Les méandres de l’internet me font découvrir un blog intéressant intitulé This side of Japan dédié à la musique japonaise dans une variété de genres allant du rap au rock indépendant, en faisant quelques écarts vers des horizons plutôt pop. Ce blog écrit par Ryo Miyauchi en anglais est tout jeune car il a démarré le 31 décembre 2019. Il ne comprend que quelques billets pour l’instant mais son dernier billet évoquant un certain nombre de jeunes groupes japonais de rock indé m’a tout de suite intrigué. La sélection est très intéressante dans son ensemble et la plupart des groupes me sont inconnus. Je noterais particulièrement deux morceaux que j’aime beaucoup pour leur énergie. Sur le morceau Goodbye Train グッバイトレイン du groupe Ryukku to soine gohan リュックと添い寝ごはん, on est tout de suite happé par l’énergie adolescente qui s’en dégage. J’aime de temps en temps ces petits instants musicaux plein d’insouciance, comme semblent l’être les trois membres du groupe en voyage sur les plages du Shōnan devant la presqu’île d’Enoshima et à quelques pas de la ligne de train Enoden. L’ambiance de cette vidéo a certainement dû jouer sur mon appréciation générale du morceau et m’a poussé à l’écouter plusieurs fois. Il s’agit de rock indé avec des accents pop que je trouve assez typiques des groupes rock Japonais, mais l’impulsion que donne le groupe sur ce morceau est communicative en plus d’être bien exécutée musicalement. Il s’agit d’un tout jeune trio dont les membres ont entre 18 et 19 ans, et qui a donc l’avenir devant lui. L’autre morceau de rock indé que je découvre s’intitule Aoi Zanzou アオイ残像 par la compositrice et interprète originaire de Kagoshima, Namida Ai なみだ藍. Ce morceau démarre également au quart de tour sur un riff de guitare que je trouve là encore assez typique de ce que le rock indé japonais peut créer. Le morceau nous emmène sans faiblir et on se laisse facilement accroché par le rythme qu’il nous impose et par cette voix voilée un peu particulière et légèrement imparfaite par instants. Il s’agit du premier morceau de son premier album Taiyou Korosu Umbrella (太陽殺すアンブレラ), le parapluie qui tue le soleil, sorti en Avril 2020. J’écoute beaucoup ces deux morceaux qui m’apportent un peu de soleil en cette saison des pluies.
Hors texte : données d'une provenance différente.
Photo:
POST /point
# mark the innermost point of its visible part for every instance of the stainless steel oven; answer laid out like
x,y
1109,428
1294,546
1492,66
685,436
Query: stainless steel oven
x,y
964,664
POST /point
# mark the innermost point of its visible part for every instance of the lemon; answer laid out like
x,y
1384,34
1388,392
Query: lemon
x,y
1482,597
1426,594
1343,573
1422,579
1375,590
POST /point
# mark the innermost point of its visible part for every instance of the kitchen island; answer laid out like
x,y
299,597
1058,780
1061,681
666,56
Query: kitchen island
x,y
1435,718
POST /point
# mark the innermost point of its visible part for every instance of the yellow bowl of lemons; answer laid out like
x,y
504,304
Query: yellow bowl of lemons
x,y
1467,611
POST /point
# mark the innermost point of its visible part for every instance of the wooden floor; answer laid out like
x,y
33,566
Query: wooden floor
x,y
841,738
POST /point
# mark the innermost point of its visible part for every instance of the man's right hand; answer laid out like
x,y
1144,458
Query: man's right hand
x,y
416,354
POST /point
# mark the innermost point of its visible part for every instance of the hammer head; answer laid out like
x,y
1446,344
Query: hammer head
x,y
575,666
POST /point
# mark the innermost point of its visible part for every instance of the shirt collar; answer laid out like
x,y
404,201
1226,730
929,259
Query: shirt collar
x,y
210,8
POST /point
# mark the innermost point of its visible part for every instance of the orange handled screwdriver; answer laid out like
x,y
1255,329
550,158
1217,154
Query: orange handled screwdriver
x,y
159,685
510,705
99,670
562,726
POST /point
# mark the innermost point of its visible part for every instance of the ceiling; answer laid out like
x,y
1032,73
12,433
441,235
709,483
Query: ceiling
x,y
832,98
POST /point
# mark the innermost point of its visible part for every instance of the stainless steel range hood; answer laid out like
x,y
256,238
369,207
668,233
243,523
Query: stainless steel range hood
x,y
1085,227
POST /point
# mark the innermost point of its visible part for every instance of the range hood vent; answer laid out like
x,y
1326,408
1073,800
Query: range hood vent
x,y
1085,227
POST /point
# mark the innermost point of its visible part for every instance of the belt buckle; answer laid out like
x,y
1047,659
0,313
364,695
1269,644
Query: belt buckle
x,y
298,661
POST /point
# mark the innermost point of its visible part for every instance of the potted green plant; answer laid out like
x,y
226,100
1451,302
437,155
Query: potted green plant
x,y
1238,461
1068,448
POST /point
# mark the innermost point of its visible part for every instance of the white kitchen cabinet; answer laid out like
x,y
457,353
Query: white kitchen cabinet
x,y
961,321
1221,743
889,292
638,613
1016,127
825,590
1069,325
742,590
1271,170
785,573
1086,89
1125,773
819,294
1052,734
when was the last time you disappeared

Sonic Youth publie soudainement sur Bandcamp leurs disques expérimentaux du label SYR (Sonic Youth Recordings) en version CD et notamment le neuvième volume SYR9 qui se trouve être la bande originale du film Simon Werner a disparu de Fabrice Gobert, sorti en 2010, que je me décide à revoir encore. J’aime beaucoup cette histoire de disparition vue sous plusieurs perspectives par des lycéens de terminale. L’histoire se passe en 1992 et cette ambiance de lycée m’est familière sauf que j’étais quelques années plus jeune par rapport aux lycéens de l’histoire. Le réalisateur du film avait également 18 ans en 1992 comme les personnages de son film et peut être écoutait-il Sonic Youth à cette époque, comme c’était le cas pour moi. La musique de Sonic Youth s’accorde bien avec le mystère et l’angoisse montante du film. Le groupe a composé cette bande originale dans leur studio de Hoboken à New York après avoir vu les rushs du film. SYR9 est complètement instrumental et à part quelques intrusions de piano sur certains morceaux, on retrouve le son de Sonic Youth que l’on reconnaitrait même les oreilles bouchées. Il y a en fait quelque chose de très beau et sensible dans ces partitions de guitares qui ne haussent pas la voix. On n’y trouve pas de furies de guitares ni les voix de Kim Gordon, Thurston Moore ou Lee Ranaldo. Le film en lui-même contient quelques autres morceaux comme Schizophrenia sur l’album Sister, le morceau Love Like Blood de Killing Joke que l’on entend à plusieurs reprises lors d’une fête étudiante.